BMW Automotive Finance (China), a 500 million yuan ($73.98 million) tie-up between BMW and its China car venture BMW Brilliance Automotive, is expected to start operations in the fourth quarter of this year, BMW said in a statement.
It will offer retail and wholesale financing services as well as leasing services to support BMW models sold in the country, it said.
Even as China's auto sales sizzled last year at the height of the global meltdown, just 10 percent of Chinese car buyers used loans to make their purchases due to the country's strong cash culture, industry executives say.
That compares with 70-80 percent in mature markets.
Still, foreign firms including General Motors, PSA Peugot Citroen and Toyota are hoping to sell vehicle financing services to a new generation of young, upwardly mobile Chinese who, unlike their parents, do not feel a need to pay for everything with cash and are not afraid to borrow.

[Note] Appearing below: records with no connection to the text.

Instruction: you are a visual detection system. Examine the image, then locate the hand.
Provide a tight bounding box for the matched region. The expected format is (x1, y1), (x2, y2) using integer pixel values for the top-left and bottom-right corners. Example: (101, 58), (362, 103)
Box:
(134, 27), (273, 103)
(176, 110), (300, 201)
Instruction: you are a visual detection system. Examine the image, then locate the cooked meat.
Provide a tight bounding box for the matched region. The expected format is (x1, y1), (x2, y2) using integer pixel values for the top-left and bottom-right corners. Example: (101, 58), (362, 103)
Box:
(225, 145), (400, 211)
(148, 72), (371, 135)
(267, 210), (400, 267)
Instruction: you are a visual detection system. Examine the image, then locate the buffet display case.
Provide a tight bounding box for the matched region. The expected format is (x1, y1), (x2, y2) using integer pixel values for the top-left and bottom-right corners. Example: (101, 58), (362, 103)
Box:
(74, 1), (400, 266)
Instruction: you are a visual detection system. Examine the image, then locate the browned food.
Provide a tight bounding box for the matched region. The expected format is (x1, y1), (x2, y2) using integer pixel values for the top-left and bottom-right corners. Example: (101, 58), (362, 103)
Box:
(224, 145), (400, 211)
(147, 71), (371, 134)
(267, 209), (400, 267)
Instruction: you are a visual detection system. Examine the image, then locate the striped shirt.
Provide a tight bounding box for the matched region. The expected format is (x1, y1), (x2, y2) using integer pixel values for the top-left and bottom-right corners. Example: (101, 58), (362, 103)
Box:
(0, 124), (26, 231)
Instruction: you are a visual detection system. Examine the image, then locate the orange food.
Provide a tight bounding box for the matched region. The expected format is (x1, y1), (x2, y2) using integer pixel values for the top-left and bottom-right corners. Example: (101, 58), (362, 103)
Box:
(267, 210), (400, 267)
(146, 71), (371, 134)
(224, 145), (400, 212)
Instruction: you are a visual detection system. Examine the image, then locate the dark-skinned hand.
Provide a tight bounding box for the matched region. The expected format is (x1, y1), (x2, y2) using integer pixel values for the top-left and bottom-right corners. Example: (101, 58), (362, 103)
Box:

BMW first started offering auto financing services in China in 2007 under a cooperative agreement with Shenzhen Development Bank Co, it added.
Separately on Thursday, BMW's China president, Ivan Koh, said it will add 35 dealers in China to its distribution network, bringing its total in the country to 200 by the end of the year.
Koh told reporters at an industry event in the southwestern city of Chengdu that BMW is optimistic about its full-year growth in China after its sales in the country jumped about 90 percent in the first eight-months from the year ago level.